You sell go-karts and everything?
Mostly just battery-operated ride-ons, because that's just kind of what we grew our niche with.
We do have some gas occasionally, but very, very, very rarely sell them.
It's usually battery-operated ride-ons, 12 to 24 volt, kids toys, Jeeps, trucks.
Service Repair, Recycle, Consign.
We do events.
We build custom ride-ons.
We did a special project about a year and a half ago.
We built a replica Bumblebee and we donated it to a family of the fallen officer of Massachusetts, Michael Chesna.
You know, it was a pretty big experience.
Oh nice, that's awesome.
It was on the back of a replica Optimus Prime.
Your little kid in car, Cranston.
No, they're in Weymouth.
No, I mean New York.
Oh, we're in Warwick.
Warwick, I'm sorry, yeah.
So you're located in Warwick, Rhode Island.
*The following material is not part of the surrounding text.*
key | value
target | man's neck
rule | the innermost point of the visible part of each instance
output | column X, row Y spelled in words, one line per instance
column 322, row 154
So guys, get out there, support his business, help support his family and everything else.
So is there anything you want to close up with?
No, I just want to say thank you for taking the time.
We appreciate you helping us get that message out there.
It's a little overwhelming.
I'm kind of getting a little...
Stuck a little here and there, but I really do thank you.
You're probably going to be the turning point in all this.
So thank you again.
I hope so because that's what we're about here and folks this is Josh Melo and thank you for coming on Josh.
Thank you.
So I just hope that people make this go viral because this is what needs to be done.
You need to expose us on the front, tell it all and just go with it because we helped with our videos exposing things with the veterans going through them being poisoned in Fort McClellan, Alabama.
I'm just like really distraught about this whole thing because people don't understand how serious this is.
This affects families.
It destroys families.
It destroys people.
It destroys souls.
Who's the biggest one that's affected?
The state don't care.
The biggest one who's affected is the child.
Because they want the child to grow up, don't mind psychotropic drugs, to cope with the stress and everything else.
And all of a sudden, the child grows up to be an adult dependent on the state.
It just destroys people completely.
So we need to stand up against the family courts and this whole state corruption.
Anything to do with children.
This state is one of the worst states in the country.
I interviewed a senator from New Hampshire.
She came out, she used to work for the system too, the family court.
She came out to say they're out number one to destroy the family.
That's the goal of them.
It was Senator Tremblay, I believe it was.
But whatever the case, folks, we need to do something about this and something fast.
So this is Dan Badondi for The Dan Badondi Show right here on TruthRadioShow.com.